You can also use a massage stick on your quads, always working from the knee toward the hip

Outer hip and quads 

Turn onto your side, keeping the foam roller under your hip. Balance yourself and slowly roll your body weight up from your knee to your hip. Switch sides and repeat.


Sit up against a wall or closed door with one knee in the air and the foot from the same side flat on the floor. Using the same kneading and cross-fibre pressure technique as for the quads, work your way from the back of your knee to your buttocks, driving your fingers from both hands into the muscle belly.
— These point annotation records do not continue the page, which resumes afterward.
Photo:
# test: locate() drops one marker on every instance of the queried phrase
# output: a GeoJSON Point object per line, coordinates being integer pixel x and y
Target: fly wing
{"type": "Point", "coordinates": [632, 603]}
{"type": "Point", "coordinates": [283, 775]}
Sit on the floor with your hands behind you and your legs out in front. Take one leg and lay it over the other, so your feet cross over your ankles. Now place the roller under the hamstrings of the bottom leg. Balance yourself as you move your weight over the roller from your knee to butt cheek. Switch sides and repeat.

Shin and calf

Sitting on the ground with one leg in front of you, place the foot of the opposite leg over the knee of the straight leg, as if making a number 4. Use your thumbs and fingers to massage the muscle belly going against the muscle fibres. Work your way from the ankle to the knee.

For your shins, sit on the floor with a bent knee and your foot flat on the floor with the opposite leg out in front. Use your fingers or a massage stick to work the small muscles in your shin.


If you can handle the pressure, take a prickly ball and roll it around under the bodyweight of your left or right cheek (one at a time). You can also try this with the foam roller.


Don’t forget your feet! Sit in a chair or on the couch as you roll the prickly ball under one foot at a time, from heel to toe. You can also cross one leg over the other and work on each foot with your thumbs.

After any high-intensity exercise and your post workout massage, drink lots of water to help your body eliminate toxins from your body. If you don’t, you may get a headache.